One asks, “Every day? The alarm goes off every day?”
“Yes.”
“And you go outside?”
“Yes,” Gustav answers. I think of him under his black walnut tree. I remember that we’re resilient weeds. I look at the sixteen others. I don’t know what they are.
“We have to do our tests there,” I say. “Even if it’s raining.”
“It’s just water,” Marvin says.
Another says, “I’m sure you pass them. You’re both competent.”
“The tests aren’t for us,” Gustav says. “They’re for them.”
I add, “For assessment.”
I hear Gustav’s thoughts in my head. Just like now. We’re being assessed.
“Who makes these assessments?”
“A company,” Gustav says.
The sixteen of them stare at us. We stare back at them. One of them presses a button on his chair and a wall drops down between us.
Gustav says, inside my head, They can probably still see us. Just sit there.
I say, “Okay.”
He says inside my head, You can hear what I’m thinking?
I think yes, but he doesn’t hear me. So I whisper, “Yes.”
He looks concerned, so I say, “Don’t worry. I won’t pry.”
We sit for three minutes. Gustav talks to me in my head as we sit.
He thinks: These people aren’t exceptional. They’re cowards.
I want to ask Gustav about fuel, but they can probably hear me through their secret genius wall, so I keep looking ahead. I fold my hands on my lap as if I was in a photographer’s studio in a shopping mall. We wait.
Gustav says inside my head, Kenneth told me I was going on a mission. I didn’t know what kind of mission, but any mission was better than testing week. I thought this would be different. Maybe it is. Maybe we belong here. Maybe we don’t. I can’t tell yet.

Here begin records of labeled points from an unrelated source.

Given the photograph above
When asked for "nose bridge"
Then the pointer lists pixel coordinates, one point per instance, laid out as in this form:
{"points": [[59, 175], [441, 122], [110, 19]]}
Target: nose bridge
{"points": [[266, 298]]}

A click sounds and the wall lifts.
Gary is standing up and the other fifteen are still sitting.
Gary says, “Where’s the helicopter?”
Gustav answers before I can say anything. “We crashed.”
“Where?”
“Three days from here. I don’t know what direction,” Gustav says. “Remember when we said we’d been walking for days? When we arrived?”
“You have no wounds to indicate a crash,” Gary says.
“The trees,” I say, thinking of Mama. “The trees saved us. Though I did twist my ankle climbing down, and Gustav got a small bump on his head from the impact.”
Gustav rubs the side of his head.
Gary contemplates. He says, “Our first job is to recover it. We’ll start searching tomorrow.”
I hear Gustav trying to find a way to ask if they’ll destroy it, but before he can say anything, one of the others presses the button and the wall drops down again.
Gustav and I sit there and stare ahead. I whisper, “They’re going to destroy it. I know it. We have to get out of here.” Gustav nods as if he might believe me.
When the wall recedes into the ceiling again, the sixteen geniuses are gone. The room is empty. Gustav looks at me and holds out his hand. I take it and we leave through the front door, which opens as we approach it and closes behind us.
Outside, there is a message meticulously hand-lettered on wood.
It says, in red paint, THERE ARE NO DEPARTURES.